Agencia EFE – Terra Educação – 11/06/2013 – São Paulo, SP

Investir em casas de cultura e bibliotecas não contribui apenas para a educação, mas também promove a reconciliação em zonas de conflito, segundo declarou à Agência Efe a Ministra de Cultura da Colômbia, Mariana Garcés, que participou do 15º Salão FNLIJ do Livro para a criança e o jovem, no Rio de Janeiro. A ministra vê estes locais como `espaços neutros por excelência, onde a liberdade de opinião está presente e onde os conflitos terminam por meio da discussão, da crítica respeituosa, e não através da violência`, disse.

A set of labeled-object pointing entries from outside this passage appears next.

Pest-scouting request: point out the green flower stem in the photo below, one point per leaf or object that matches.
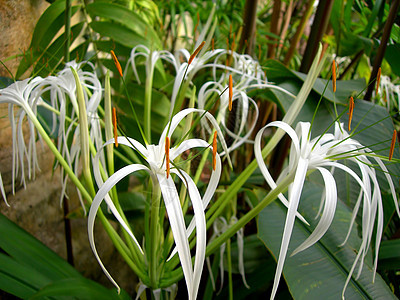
(154, 233)
(229, 258)
(214, 245)
(147, 99)
(107, 226)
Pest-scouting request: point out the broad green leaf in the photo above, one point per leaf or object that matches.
(26, 250)
(19, 280)
(46, 57)
(320, 271)
(389, 255)
(392, 56)
(119, 33)
(126, 17)
(79, 288)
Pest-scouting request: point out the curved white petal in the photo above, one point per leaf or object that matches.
(294, 197)
(175, 216)
(327, 215)
(101, 195)
(200, 220)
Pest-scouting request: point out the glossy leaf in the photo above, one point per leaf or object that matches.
(124, 16)
(320, 272)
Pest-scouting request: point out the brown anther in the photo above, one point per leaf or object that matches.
(215, 150)
(230, 92)
(334, 76)
(378, 80)
(114, 119)
(197, 23)
(392, 144)
(167, 155)
(117, 64)
(196, 52)
(350, 113)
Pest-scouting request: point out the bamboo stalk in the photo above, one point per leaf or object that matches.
(275, 24)
(249, 27)
(382, 47)
(318, 29)
(299, 32)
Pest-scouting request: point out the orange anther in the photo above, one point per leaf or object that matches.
(350, 113)
(117, 64)
(197, 23)
(392, 144)
(167, 155)
(230, 92)
(114, 119)
(196, 52)
(334, 76)
(378, 80)
(215, 150)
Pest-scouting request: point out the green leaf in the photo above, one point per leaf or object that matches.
(79, 288)
(49, 24)
(320, 271)
(119, 33)
(392, 56)
(28, 251)
(389, 255)
(126, 17)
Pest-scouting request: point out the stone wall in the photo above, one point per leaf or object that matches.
(37, 207)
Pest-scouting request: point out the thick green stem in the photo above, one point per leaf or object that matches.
(147, 99)
(300, 29)
(318, 29)
(67, 30)
(214, 245)
(382, 47)
(154, 233)
(229, 258)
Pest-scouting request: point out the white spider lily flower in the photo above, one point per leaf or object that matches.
(22, 95)
(245, 125)
(390, 94)
(157, 169)
(315, 155)
(352, 147)
(220, 225)
(62, 88)
(173, 289)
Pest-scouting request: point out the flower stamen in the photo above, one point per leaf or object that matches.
(115, 127)
(350, 113)
(167, 154)
(230, 92)
(196, 52)
(392, 144)
(215, 150)
(334, 76)
(117, 64)
(378, 80)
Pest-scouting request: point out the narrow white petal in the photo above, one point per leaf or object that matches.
(175, 216)
(261, 164)
(294, 197)
(200, 220)
(101, 195)
(328, 213)
(3, 193)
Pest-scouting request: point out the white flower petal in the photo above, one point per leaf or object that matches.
(294, 197)
(101, 195)
(327, 215)
(175, 216)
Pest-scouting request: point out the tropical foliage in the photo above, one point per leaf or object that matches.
(249, 149)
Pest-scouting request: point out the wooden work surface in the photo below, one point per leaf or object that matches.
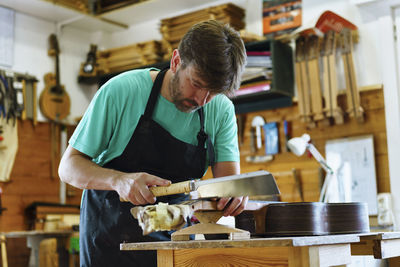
(19, 234)
(286, 251)
(255, 242)
(381, 245)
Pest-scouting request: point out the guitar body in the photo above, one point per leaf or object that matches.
(306, 219)
(54, 101)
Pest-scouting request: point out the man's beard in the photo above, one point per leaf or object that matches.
(176, 96)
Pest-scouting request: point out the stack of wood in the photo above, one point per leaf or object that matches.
(173, 29)
(129, 57)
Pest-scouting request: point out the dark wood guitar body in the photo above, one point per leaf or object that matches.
(305, 219)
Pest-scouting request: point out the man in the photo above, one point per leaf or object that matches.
(150, 128)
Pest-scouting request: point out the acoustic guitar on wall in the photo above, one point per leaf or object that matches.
(54, 100)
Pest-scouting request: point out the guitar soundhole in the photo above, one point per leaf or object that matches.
(57, 90)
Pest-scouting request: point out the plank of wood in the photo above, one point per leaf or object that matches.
(353, 98)
(3, 251)
(301, 90)
(303, 241)
(165, 258)
(246, 257)
(312, 44)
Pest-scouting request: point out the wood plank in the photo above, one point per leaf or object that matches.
(302, 241)
(251, 257)
(299, 257)
(384, 249)
(165, 258)
(330, 255)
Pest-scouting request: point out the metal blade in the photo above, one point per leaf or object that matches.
(258, 183)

Gárces esteve no Brasil para participar da edição deste ano do Salão, que tem a Colômbia como país homenageado e acontece até amanhã no Centro de Convenções SulAmerica. Também vieram vários escritores e ilustradores colombianos, entre eles, José Rosero, Claudia Rueda, Yolanda Reyes e Irene Vasco. A ministra apresentou o sistema de bibliotecas públicas da Colômbia como uma experiência de sucesso, já que, para ela, o investimebibliotecanto em leitura, cultura e música é fundamental para mudar situações de conflito. Como exemplo, ela citou o caso de duas comunidades da cidade de Cali, onde as gangues se enfrentavam violentamente até que foram construídas uma escola e uma mega biblioteca na fronteira entre os dois bairros, em um espaço chamado Água Branca. A biblioteca tem seis andares e obrigou os estudantes, que antes viviam em guerra, a compartilhar salas de aula, os mesmos espaços esportivos e livros.

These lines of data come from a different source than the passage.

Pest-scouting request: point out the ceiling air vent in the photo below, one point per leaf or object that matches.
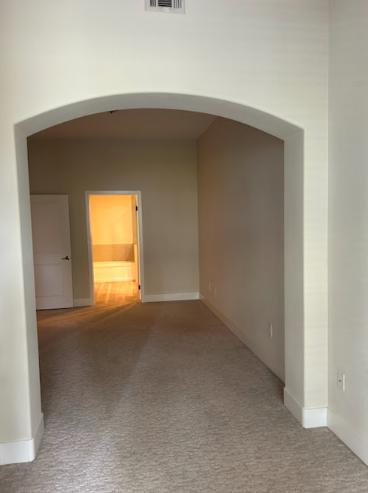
(173, 6)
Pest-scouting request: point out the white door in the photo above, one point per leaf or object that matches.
(52, 251)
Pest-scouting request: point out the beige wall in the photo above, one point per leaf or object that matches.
(165, 173)
(348, 224)
(111, 219)
(67, 62)
(241, 194)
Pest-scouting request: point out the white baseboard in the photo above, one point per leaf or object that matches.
(82, 302)
(154, 298)
(308, 417)
(22, 451)
(239, 334)
(347, 434)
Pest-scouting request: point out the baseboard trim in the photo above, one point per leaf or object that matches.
(82, 302)
(21, 451)
(239, 334)
(315, 417)
(154, 298)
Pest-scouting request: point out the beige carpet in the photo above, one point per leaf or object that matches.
(163, 398)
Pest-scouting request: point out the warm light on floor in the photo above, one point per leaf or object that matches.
(116, 293)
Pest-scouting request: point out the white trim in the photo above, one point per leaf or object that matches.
(82, 302)
(154, 298)
(238, 332)
(22, 451)
(138, 196)
(314, 417)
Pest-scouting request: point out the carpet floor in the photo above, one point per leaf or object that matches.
(162, 398)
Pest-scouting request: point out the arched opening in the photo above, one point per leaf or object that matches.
(293, 220)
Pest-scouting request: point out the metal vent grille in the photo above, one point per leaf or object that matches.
(174, 6)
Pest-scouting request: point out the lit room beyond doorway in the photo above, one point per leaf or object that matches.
(114, 233)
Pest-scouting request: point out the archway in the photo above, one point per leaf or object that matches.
(293, 241)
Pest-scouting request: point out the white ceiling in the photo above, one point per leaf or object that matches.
(137, 124)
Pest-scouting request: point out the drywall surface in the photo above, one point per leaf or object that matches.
(348, 224)
(111, 219)
(55, 54)
(166, 174)
(241, 218)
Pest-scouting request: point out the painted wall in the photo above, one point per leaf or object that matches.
(111, 217)
(241, 218)
(348, 225)
(58, 53)
(166, 174)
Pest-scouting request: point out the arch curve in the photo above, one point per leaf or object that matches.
(293, 137)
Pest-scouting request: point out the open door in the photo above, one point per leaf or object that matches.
(114, 246)
(52, 251)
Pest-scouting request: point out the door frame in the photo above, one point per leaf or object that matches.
(140, 265)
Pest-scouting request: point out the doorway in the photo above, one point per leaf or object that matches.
(114, 237)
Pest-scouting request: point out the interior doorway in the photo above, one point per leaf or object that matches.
(114, 247)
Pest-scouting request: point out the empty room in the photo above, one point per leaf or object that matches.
(184, 266)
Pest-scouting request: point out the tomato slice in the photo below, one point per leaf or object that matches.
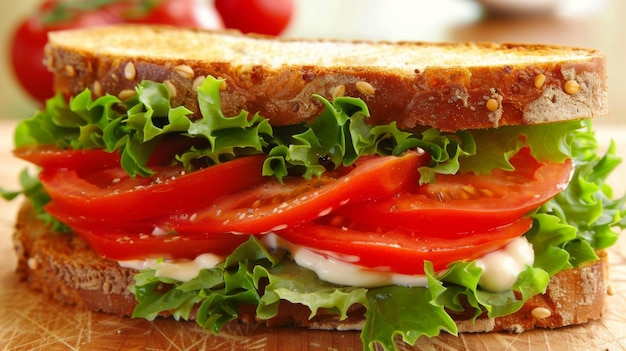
(139, 240)
(399, 250)
(272, 206)
(112, 194)
(466, 202)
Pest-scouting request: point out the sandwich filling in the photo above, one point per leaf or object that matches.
(256, 213)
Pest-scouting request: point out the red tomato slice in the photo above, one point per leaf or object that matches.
(138, 240)
(128, 240)
(466, 202)
(112, 194)
(272, 206)
(402, 251)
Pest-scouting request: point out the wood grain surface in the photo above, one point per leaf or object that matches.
(29, 321)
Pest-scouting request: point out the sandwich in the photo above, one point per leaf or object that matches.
(401, 189)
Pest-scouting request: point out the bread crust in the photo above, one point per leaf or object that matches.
(474, 89)
(62, 266)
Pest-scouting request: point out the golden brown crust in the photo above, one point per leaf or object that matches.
(63, 267)
(447, 86)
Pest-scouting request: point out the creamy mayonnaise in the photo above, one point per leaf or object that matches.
(181, 269)
(500, 268)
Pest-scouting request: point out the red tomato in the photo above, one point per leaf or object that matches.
(31, 35)
(269, 17)
(128, 241)
(399, 250)
(110, 193)
(466, 202)
(181, 13)
(272, 206)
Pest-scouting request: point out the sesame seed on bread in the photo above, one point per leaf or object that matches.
(450, 86)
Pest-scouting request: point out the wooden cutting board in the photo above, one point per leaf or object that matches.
(29, 321)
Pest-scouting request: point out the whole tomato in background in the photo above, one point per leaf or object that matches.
(269, 17)
(30, 36)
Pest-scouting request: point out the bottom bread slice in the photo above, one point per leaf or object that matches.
(63, 267)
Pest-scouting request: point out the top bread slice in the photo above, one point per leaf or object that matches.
(450, 86)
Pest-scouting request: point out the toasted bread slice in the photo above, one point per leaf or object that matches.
(62, 266)
(447, 86)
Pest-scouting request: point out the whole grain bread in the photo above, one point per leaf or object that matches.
(62, 266)
(447, 86)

[…] As comunidades indígenas e palenqueras recebem textos em seus próprios idiomas e participam de projetos culturais em suas bibliotecas ou malocas, onde se desenvolve sua vida cultural e social. Segundo a Ministra, o governo do presidente Juan Manuel Santos construiu 100 bibliotecas públicas nos últimos quatro anos, superando as 16 construídas no mesmo período na administração anterior. Para financiar o programa, se usa a décima parte de um imposto de 4% de consumo de celulares, explicou. `Isso faz com que os próximos ministros que ocuparem o cargo no tenham a obrigação de destinar estes recursos para o projeto, mesmo que mudem seus focos de ação`, apontou.